- Nicolas Tollenaere
- Guillaume Iooss
- Stéphane Pouget
- Hugo Brunie
- Christophe Guillon
- Albert Cohen
- P. Sadayappan
- Fabrice Rastello
Abstract
A wide range of scientific and machine learning applications depend on highly optimized implementations of tensor computations. Exploiting the full capacity of a given processor architecture remains a challenging task, due to the complexity of the microarchitectural features that come into play when seeking near-peak performance. Among the state-of-the-art techniques for loop transformations for performance optimization, AutoScheduler tends to outperform other systems. It often yields higher performance as compared to vendor libraries, but takes a large number of runs to converge, while also involving a complex training environment.
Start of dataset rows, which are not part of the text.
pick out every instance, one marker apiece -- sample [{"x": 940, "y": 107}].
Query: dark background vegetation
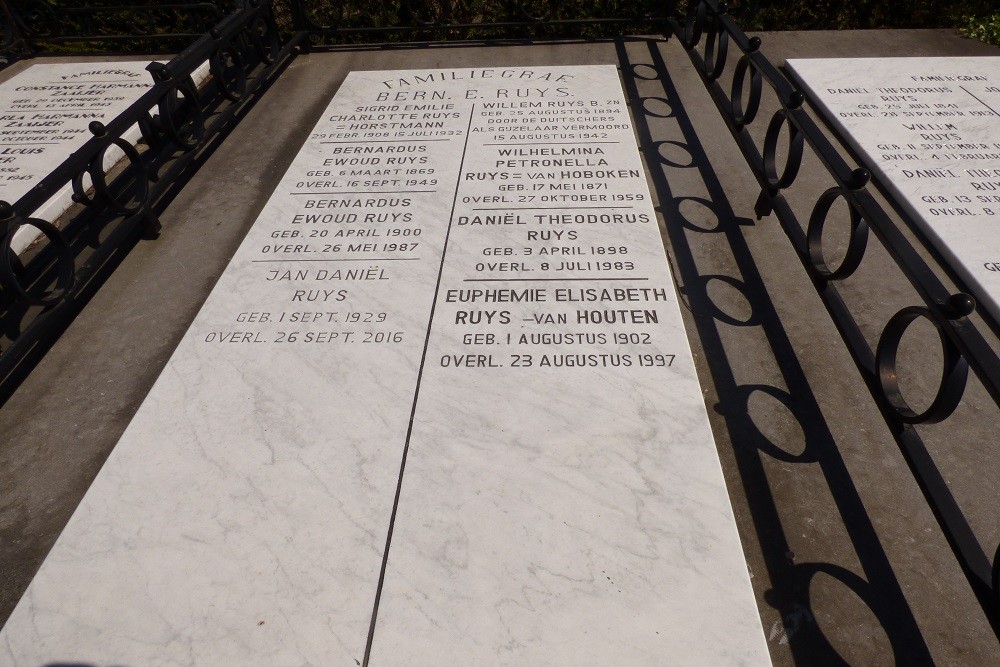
[{"x": 977, "y": 19}]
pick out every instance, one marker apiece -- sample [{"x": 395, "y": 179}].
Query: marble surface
[
  {"x": 930, "y": 129},
  {"x": 46, "y": 110},
  {"x": 452, "y": 332}
]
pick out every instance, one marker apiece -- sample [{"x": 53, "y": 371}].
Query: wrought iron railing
[
  {"x": 179, "y": 122},
  {"x": 40, "y": 290},
  {"x": 714, "y": 43}
]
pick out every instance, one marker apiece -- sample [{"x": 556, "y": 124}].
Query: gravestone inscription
[
  {"x": 440, "y": 407},
  {"x": 46, "y": 110},
  {"x": 930, "y": 129}
]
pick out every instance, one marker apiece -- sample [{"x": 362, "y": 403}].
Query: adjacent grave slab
[
  {"x": 45, "y": 112},
  {"x": 930, "y": 128},
  {"x": 453, "y": 323}
]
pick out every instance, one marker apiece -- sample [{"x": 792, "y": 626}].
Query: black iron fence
[
  {"x": 179, "y": 122},
  {"x": 715, "y": 44},
  {"x": 250, "y": 45}
]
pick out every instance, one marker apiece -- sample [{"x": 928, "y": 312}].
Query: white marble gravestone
[
  {"x": 451, "y": 331},
  {"x": 45, "y": 112},
  {"x": 930, "y": 129}
]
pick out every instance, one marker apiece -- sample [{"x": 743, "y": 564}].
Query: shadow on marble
[
  {"x": 763, "y": 423},
  {"x": 85, "y": 230}
]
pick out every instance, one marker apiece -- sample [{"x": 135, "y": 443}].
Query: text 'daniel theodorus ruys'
[
  {"x": 930, "y": 129},
  {"x": 441, "y": 405}
]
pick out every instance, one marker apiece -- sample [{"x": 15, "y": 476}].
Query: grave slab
[
  {"x": 930, "y": 129},
  {"x": 46, "y": 110},
  {"x": 453, "y": 324}
]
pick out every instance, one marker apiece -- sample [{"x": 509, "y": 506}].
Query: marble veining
[
  {"x": 489, "y": 232},
  {"x": 929, "y": 128}
]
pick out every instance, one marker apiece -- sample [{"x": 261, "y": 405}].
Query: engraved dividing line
[
  {"x": 547, "y": 208},
  {"x": 544, "y": 280},
  {"x": 366, "y": 192},
  {"x": 360, "y": 259},
  {"x": 557, "y": 143},
  {"x": 980, "y": 101},
  {"x": 416, "y": 394},
  {"x": 61, "y": 110},
  {"x": 137, "y": 79},
  {"x": 379, "y": 141}
]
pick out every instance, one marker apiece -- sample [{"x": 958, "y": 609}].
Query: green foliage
[
  {"x": 984, "y": 28},
  {"x": 977, "y": 19}
]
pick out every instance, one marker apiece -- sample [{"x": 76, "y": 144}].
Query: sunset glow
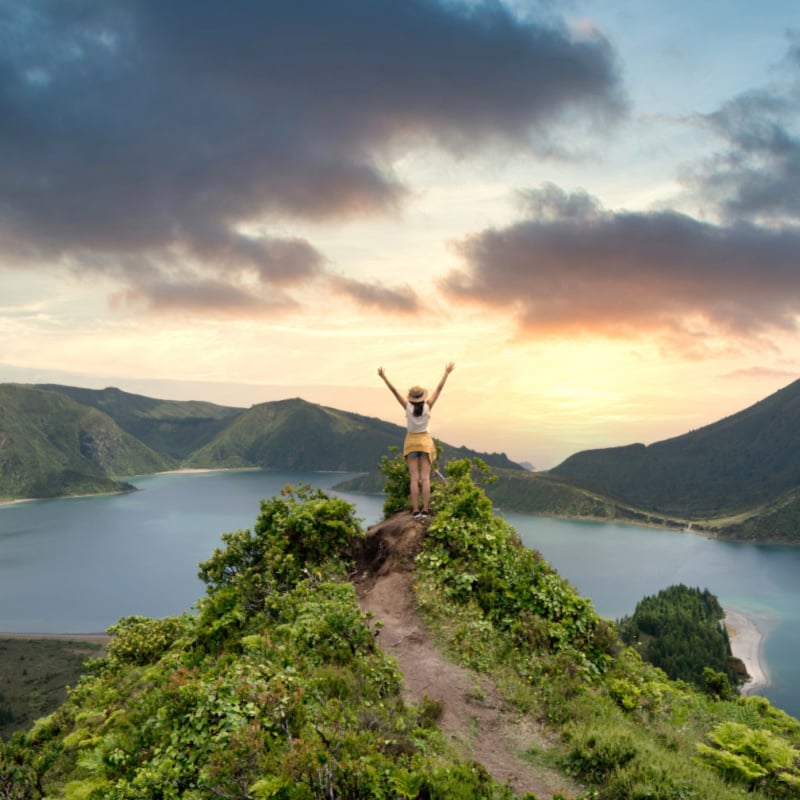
[{"x": 246, "y": 202}]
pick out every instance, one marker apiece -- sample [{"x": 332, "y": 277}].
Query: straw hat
[{"x": 416, "y": 394}]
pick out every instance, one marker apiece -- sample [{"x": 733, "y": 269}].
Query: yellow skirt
[{"x": 420, "y": 443}]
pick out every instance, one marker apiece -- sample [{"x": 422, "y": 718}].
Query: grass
[{"x": 34, "y": 676}]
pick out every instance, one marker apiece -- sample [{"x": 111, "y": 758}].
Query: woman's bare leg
[
  {"x": 425, "y": 479},
  {"x": 413, "y": 474}
]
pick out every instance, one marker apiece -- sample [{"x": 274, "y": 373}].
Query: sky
[{"x": 590, "y": 206}]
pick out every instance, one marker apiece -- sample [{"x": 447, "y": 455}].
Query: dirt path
[{"x": 479, "y": 724}]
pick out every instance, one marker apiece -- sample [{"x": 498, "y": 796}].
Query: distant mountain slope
[
  {"x": 176, "y": 428},
  {"x": 745, "y": 460},
  {"x": 52, "y": 446},
  {"x": 296, "y": 434},
  {"x": 62, "y": 440}
]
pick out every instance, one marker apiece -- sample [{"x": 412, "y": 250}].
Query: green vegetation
[
  {"x": 175, "y": 428},
  {"x": 275, "y": 688},
  {"x": 51, "y": 446},
  {"x": 735, "y": 465},
  {"x": 34, "y": 675},
  {"x": 58, "y": 441},
  {"x": 680, "y": 630}
]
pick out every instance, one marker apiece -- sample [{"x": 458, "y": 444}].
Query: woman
[{"x": 418, "y": 448}]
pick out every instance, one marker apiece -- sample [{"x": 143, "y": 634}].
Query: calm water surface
[{"x": 78, "y": 565}]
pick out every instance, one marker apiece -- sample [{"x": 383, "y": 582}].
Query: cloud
[
  {"x": 571, "y": 267},
  {"x": 133, "y": 129},
  {"x": 216, "y": 298},
  {"x": 756, "y": 176},
  {"x": 400, "y": 300}
]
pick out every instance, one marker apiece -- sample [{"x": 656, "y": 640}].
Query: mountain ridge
[{"x": 39, "y": 430}]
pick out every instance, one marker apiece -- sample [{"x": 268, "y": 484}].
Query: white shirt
[{"x": 418, "y": 424}]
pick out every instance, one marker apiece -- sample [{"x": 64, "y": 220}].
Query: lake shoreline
[
  {"x": 747, "y": 644},
  {"x": 99, "y": 638}
]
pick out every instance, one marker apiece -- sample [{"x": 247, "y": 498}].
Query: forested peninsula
[{"x": 411, "y": 660}]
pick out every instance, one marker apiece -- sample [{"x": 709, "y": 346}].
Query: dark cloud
[
  {"x": 756, "y": 176},
  {"x": 402, "y": 300},
  {"x": 130, "y": 126},
  {"x": 572, "y": 267}
]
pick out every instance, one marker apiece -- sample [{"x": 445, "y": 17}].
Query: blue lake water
[{"x": 78, "y": 565}]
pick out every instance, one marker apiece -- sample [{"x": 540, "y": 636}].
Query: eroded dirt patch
[{"x": 480, "y": 725}]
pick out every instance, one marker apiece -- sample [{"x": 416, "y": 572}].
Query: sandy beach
[
  {"x": 747, "y": 642},
  {"x": 99, "y": 638}
]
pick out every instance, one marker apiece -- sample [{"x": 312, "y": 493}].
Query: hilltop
[
  {"x": 52, "y": 446},
  {"x": 739, "y": 477},
  {"x": 446, "y": 661},
  {"x": 57, "y": 441}
]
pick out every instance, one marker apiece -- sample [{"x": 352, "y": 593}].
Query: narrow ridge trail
[{"x": 477, "y": 721}]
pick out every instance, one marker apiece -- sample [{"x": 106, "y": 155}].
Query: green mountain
[
  {"x": 174, "y": 428},
  {"x": 61, "y": 440},
  {"x": 296, "y": 434},
  {"x": 52, "y": 446},
  {"x": 746, "y": 461},
  {"x": 496, "y": 681}
]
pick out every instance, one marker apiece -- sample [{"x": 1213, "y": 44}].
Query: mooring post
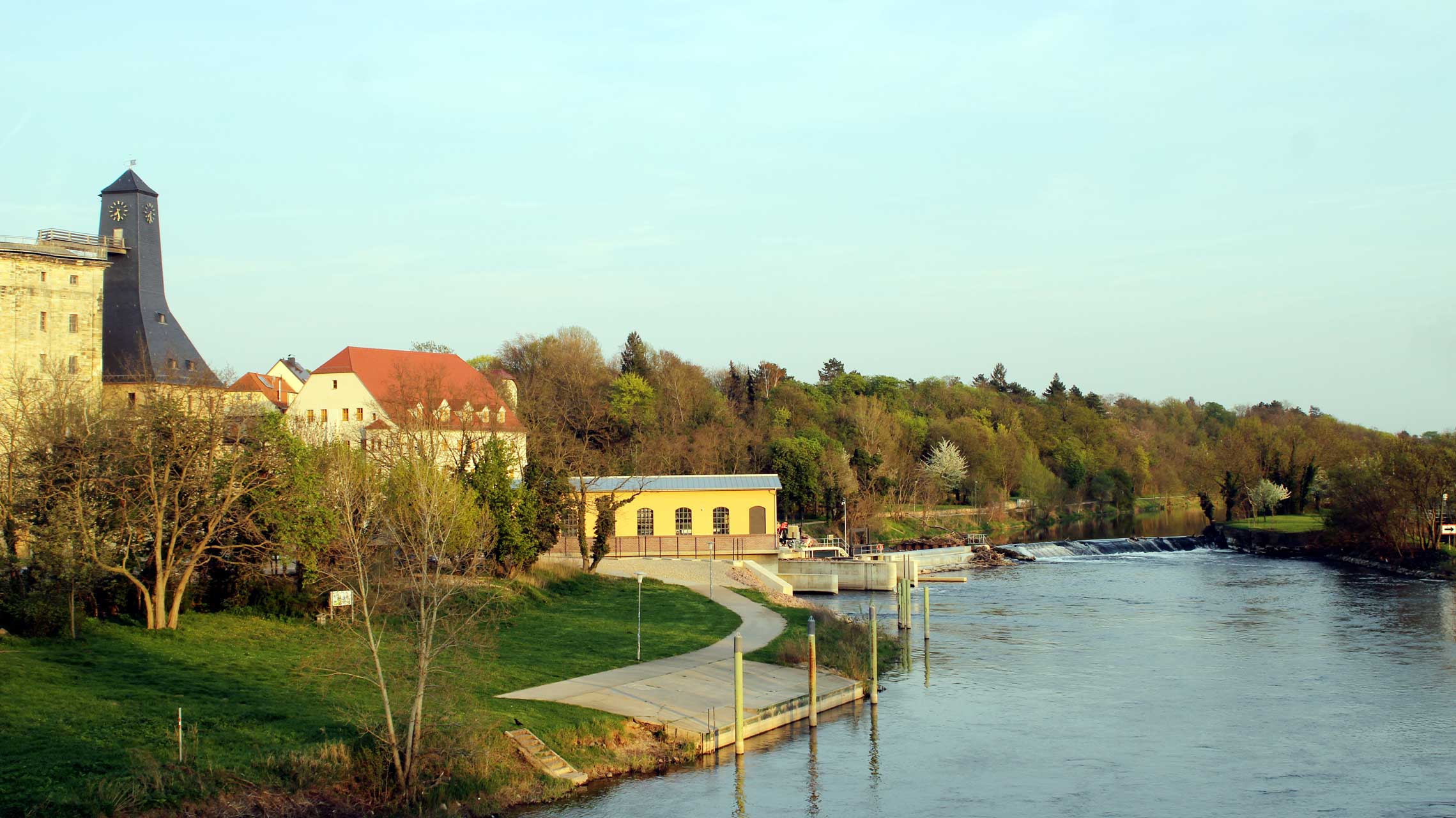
[
  {"x": 925, "y": 614},
  {"x": 737, "y": 693},
  {"x": 813, "y": 677},
  {"x": 874, "y": 657}
]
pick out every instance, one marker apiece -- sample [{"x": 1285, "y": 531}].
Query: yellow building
[{"x": 682, "y": 514}]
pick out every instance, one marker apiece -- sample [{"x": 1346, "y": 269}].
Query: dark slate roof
[
  {"x": 677, "y": 482},
  {"x": 128, "y": 182}
]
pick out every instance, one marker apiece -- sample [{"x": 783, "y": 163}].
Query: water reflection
[
  {"x": 813, "y": 788},
  {"x": 1121, "y": 686},
  {"x": 739, "y": 773}
]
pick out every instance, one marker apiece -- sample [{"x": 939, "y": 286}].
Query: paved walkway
[{"x": 691, "y": 689}]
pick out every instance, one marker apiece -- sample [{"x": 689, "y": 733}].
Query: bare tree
[{"x": 410, "y": 544}]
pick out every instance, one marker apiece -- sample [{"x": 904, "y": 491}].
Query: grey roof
[
  {"x": 128, "y": 182},
  {"x": 677, "y": 482},
  {"x": 295, "y": 367}
]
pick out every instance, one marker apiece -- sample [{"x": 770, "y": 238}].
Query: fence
[{"x": 679, "y": 548}]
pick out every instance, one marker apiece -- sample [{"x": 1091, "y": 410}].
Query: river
[{"x": 1194, "y": 683}]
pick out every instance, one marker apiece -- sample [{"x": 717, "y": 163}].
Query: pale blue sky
[{"x": 1234, "y": 201}]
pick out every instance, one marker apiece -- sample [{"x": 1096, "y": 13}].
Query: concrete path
[{"x": 687, "y": 690}]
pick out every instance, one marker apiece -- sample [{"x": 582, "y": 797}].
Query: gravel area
[{"x": 675, "y": 571}]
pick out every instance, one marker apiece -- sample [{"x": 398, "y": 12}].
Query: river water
[{"x": 1193, "y": 683}]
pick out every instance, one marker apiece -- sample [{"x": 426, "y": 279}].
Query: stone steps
[{"x": 544, "y": 757}]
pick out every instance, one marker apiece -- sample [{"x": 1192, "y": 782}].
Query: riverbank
[
  {"x": 89, "y": 724},
  {"x": 1301, "y": 539}
]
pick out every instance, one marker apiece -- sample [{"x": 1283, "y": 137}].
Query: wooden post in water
[
  {"x": 925, "y": 610},
  {"x": 813, "y": 677},
  {"x": 737, "y": 693},
  {"x": 874, "y": 657}
]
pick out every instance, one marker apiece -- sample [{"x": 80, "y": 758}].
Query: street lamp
[{"x": 641, "y": 574}]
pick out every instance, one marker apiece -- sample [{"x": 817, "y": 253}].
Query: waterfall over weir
[{"x": 1114, "y": 546}]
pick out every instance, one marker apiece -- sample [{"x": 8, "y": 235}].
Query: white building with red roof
[
  {"x": 394, "y": 402},
  {"x": 257, "y": 394}
]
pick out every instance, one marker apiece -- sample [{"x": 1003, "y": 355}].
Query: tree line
[{"x": 884, "y": 442}]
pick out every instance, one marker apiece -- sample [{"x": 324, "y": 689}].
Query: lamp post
[
  {"x": 1439, "y": 537},
  {"x": 640, "y": 574}
]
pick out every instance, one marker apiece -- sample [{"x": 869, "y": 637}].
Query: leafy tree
[
  {"x": 632, "y": 401},
  {"x": 946, "y": 466},
  {"x": 797, "y": 463},
  {"x": 1056, "y": 390},
  {"x": 1206, "y": 504},
  {"x": 1267, "y": 495}
]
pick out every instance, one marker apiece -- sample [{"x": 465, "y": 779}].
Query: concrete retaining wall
[
  {"x": 813, "y": 583},
  {"x": 769, "y": 578}
]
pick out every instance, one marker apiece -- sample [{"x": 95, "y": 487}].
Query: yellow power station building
[{"x": 685, "y": 516}]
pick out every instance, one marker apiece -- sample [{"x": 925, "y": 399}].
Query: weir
[{"x": 1114, "y": 546}]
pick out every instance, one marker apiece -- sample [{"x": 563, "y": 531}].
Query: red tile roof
[
  {"x": 270, "y": 387},
  {"x": 402, "y": 379}
]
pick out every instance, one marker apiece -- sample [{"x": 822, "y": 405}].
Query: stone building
[{"x": 51, "y": 307}]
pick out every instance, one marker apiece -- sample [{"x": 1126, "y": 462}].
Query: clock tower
[{"x": 142, "y": 339}]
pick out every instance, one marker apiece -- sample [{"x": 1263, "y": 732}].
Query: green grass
[
  {"x": 89, "y": 725},
  {"x": 842, "y": 645},
  {"x": 1282, "y": 523}
]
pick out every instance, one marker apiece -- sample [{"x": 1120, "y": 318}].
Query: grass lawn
[
  {"x": 89, "y": 725},
  {"x": 1283, "y": 523},
  {"x": 842, "y": 645}
]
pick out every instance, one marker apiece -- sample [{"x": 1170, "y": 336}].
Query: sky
[{"x": 1232, "y": 201}]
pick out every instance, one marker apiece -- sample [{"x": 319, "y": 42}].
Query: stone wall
[{"x": 33, "y": 281}]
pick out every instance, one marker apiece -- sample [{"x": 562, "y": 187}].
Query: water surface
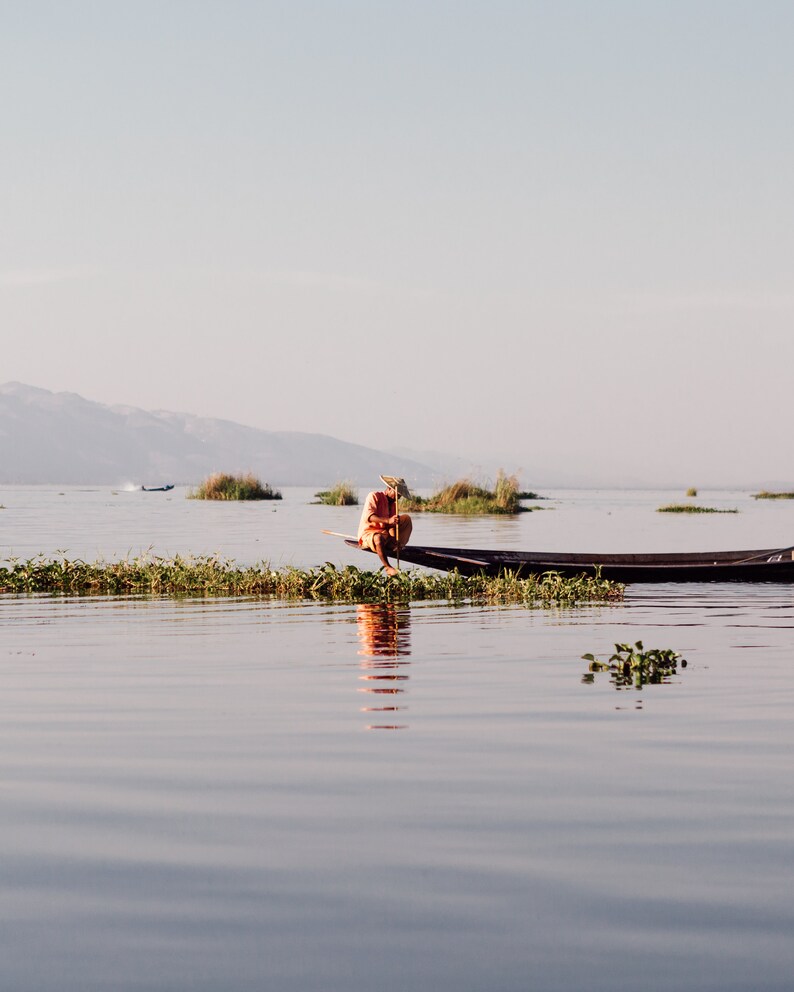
[{"x": 242, "y": 794}]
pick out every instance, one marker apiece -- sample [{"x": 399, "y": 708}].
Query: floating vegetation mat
[
  {"x": 689, "y": 508},
  {"x": 633, "y": 666},
  {"x": 211, "y": 576},
  {"x": 466, "y": 497}
]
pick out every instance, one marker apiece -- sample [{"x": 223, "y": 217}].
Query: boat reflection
[{"x": 384, "y": 639}]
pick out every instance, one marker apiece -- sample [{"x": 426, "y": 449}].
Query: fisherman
[{"x": 381, "y": 528}]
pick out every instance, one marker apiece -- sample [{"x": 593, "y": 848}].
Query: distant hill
[{"x": 64, "y": 439}]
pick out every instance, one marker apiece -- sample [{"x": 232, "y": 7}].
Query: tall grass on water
[
  {"x": 342, "y": 494},
  {"x": 690, "y": 508},
  {"x": 224, "y": 486},
  {"x": 466, "y": 497},
  {"x": 212, "y": 576}
]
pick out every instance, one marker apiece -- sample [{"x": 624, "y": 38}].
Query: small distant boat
[{"x": 770, "y": 565}]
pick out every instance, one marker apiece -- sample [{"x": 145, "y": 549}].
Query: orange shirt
[{"x": 380, "y": 505}]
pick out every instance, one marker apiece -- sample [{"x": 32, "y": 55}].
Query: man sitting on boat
[{"x": 381, "y": 528}]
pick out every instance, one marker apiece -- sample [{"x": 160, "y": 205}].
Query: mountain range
[{"x": 64, "y": 439}]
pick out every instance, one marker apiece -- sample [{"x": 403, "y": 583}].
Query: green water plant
[
  {"x": 342, "y": 494},
  {"x": 223, "y": 486},
  {"x": 689, "y": 508},
  {"x": 467, "y": 497},
  {"x": 211, "y": 576},
  {"x": 632, "y": 666}
]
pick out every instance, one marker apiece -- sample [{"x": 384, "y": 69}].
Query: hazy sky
[{"x": 557, "y": 234}]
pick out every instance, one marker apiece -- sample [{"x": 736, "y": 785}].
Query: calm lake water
[{"x": 246, "y": 795}]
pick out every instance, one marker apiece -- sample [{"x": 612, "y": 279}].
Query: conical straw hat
[{"x": 397, "y": 484}]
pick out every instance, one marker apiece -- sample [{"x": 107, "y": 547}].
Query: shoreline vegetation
[
  {"x": 342, "y": 494},
  {"x": 466, "y": 497},
  {"x": 223, "y": 486},
  {"x": 689, "y": 508},
  {"x": 212, "y": 576}
]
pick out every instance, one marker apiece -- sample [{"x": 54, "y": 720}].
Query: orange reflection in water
[{"x": 384, "y": 636}]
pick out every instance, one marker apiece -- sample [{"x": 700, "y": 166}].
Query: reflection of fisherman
[
  {"x": 381, "y": 528},
  {"x": 382, "y": 630}
]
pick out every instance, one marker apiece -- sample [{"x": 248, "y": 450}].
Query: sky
[{"x": 557, "y": 235}]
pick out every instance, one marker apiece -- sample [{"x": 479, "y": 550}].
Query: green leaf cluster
[{"x": 632, "y": 665}]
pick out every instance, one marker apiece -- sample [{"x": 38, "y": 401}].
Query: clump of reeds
[
  {"x": 211, "y": 576},
  {"x": 342, "y": 494},
  {"x": 221, "y": 485},
  {"x": 465, "y": 496},
  {"x": 689, "y": 508}
]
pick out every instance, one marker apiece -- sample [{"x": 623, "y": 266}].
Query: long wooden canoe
[{"x": 769, "y": 565}]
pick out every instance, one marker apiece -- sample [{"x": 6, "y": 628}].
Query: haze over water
[{"x": 244, "y": 794}]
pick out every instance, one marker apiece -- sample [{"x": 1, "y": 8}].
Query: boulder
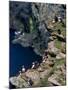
[
  {"x": 53, "y": 80},
  {"x": 34, "y": 76},
  {"x": 45, "y": 73},
  {"x": 60, "y": 56},
  {"x": 18, "y": 82}
]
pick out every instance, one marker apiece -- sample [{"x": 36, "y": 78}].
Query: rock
[
  {"x": 45, "y": 73},
  {"x": 34, "y": 76},
  {"x": 53, "y": 80},
  {"x": 40, "y": 69},
  {"x": 53, "y": 51},
  {"x": 60, "y": 56},
  {"x": 18, "y": 82},
  {"x": 61, "y": 37}
]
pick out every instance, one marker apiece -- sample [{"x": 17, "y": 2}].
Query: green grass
[{"x": 58, "y": 44}]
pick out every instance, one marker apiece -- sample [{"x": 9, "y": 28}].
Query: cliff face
[
  {"x": 32, "y": 20},
  {"x": 42, "y": 33}
]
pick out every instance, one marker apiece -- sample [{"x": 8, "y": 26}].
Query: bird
[
  {"x": 33, "y": 65},
  {"x": 23, "y": 68},
  {"x": 20, "y": 73}
]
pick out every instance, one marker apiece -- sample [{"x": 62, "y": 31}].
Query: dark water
[{"x": 20, "y": 56}]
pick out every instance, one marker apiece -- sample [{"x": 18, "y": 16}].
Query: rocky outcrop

In this paper, we define a structured configuration space that enables much faster convergence to highperformance code versions, using only random sampling of candidates. We focus on two-dimensional convolutions on CPUs. Compared to state-of-the-art libraries, our structured search space enables higher performance for typical tensor shapes encountered in convolution stages in deep learning pipelines. Compared to autotuning code generators like AutoScheduler, it prunes the search space while increasing the density of efficient implementations. We analyze the impact on convergence speed and performance distribution, on two Intel x86 processors and one ARM AArch64 processor. We match or outperform the performance of the state-of-the-art oneDNN library and TVM’s AutoScheduler, while reducing the autotuning effort by at least an order of magnitude.